The timing was terrible: Harvard was borrowing money at a time when the spread between yields on corporate bonds and U.S. Treasury securities was the highest in at least 18 years, according to data from Barclays Plc. A few weeks after Harvard exited the interest-rate swaps, the contracts began to recover.

In January 2010, the school borrowed $400 million more, increasing its debt to $6.5 billion, up 71 percent from 2007, Moody's Investors Service said in a Jan. 8 report.

Summers Flap

Summers resigned in 2006 after provoking a firestorm of protest by suggesting in a speech that female students had less aptitude for math and sciences than males. He also publicly clashed with African-American studies professor Cornel West over a hip-hop record West participated in.
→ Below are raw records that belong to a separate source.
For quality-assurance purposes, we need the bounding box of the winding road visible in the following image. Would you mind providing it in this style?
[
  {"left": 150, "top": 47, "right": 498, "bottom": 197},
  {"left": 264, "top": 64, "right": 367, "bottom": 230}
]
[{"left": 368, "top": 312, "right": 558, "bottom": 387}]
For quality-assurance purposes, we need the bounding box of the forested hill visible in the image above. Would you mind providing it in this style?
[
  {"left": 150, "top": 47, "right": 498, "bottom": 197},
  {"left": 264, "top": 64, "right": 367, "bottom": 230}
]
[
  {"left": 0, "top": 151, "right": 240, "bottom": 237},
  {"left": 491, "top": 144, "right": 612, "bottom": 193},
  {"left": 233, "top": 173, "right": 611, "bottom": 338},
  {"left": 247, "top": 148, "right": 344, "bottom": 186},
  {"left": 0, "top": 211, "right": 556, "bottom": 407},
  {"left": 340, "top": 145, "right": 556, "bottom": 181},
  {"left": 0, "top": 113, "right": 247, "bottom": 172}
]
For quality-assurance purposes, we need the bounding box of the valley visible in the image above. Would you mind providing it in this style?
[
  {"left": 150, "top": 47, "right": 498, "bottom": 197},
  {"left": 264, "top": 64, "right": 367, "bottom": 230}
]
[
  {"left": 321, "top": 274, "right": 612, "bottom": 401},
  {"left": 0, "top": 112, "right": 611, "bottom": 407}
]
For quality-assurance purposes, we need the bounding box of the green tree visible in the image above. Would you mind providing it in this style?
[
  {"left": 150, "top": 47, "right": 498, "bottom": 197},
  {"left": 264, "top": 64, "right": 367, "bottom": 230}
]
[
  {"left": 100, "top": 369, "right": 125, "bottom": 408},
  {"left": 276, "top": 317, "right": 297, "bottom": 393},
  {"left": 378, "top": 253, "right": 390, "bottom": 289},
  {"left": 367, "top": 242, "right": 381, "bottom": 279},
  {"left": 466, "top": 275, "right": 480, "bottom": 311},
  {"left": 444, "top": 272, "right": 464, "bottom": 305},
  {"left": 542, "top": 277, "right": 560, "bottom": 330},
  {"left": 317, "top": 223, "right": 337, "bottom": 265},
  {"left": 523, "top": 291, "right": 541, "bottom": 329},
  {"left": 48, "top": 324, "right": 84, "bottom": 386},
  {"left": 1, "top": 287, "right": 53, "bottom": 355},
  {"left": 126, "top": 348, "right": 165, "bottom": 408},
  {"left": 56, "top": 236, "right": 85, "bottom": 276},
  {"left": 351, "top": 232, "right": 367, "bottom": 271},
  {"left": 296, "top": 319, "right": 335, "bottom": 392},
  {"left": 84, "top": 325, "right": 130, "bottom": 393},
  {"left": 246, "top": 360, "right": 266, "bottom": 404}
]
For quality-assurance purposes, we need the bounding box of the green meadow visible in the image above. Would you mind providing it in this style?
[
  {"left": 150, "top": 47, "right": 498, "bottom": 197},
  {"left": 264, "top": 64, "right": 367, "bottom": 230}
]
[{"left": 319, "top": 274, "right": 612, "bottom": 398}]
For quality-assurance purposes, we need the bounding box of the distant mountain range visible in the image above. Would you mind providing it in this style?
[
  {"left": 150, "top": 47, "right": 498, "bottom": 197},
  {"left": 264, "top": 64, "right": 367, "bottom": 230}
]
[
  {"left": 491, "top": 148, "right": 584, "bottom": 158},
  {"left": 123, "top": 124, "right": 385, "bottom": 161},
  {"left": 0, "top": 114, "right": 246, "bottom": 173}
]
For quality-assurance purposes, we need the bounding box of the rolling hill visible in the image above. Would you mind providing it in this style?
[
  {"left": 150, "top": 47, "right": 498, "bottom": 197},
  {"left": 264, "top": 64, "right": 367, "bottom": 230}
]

West now teaches at Princeton. Summers declined to be interviewed for this story.

Today, Mendillo takes Boston's T mass transit system's Red Line to Cambridge to meet with Summers's successor, Drew Faust, once a month.

Faust, a history professor and former dean of Harvard's Radcliffe Institute, which emphasizes women's studies, is the first woman to lead Harvard and the first president without a degree from the school since Charles Chauncy in 1654. (Faust received a bachelor's degree in history from Bryn Mawr College in suburban Philadelphia and her master's and doctorate from the University of Pennsylvania.)

Their talks center more on management than on what types of assets to invest in.

'Reassured Alumni'

"Her role is not to pick stocks so much as it is to run the whole organization," Faust, 63, says.

"One of the impressive aspects of Jane's performance is the way she dealt with alums," she adds. "She's been pretty transparent and has explained things clearly and has really reassured our alumni community."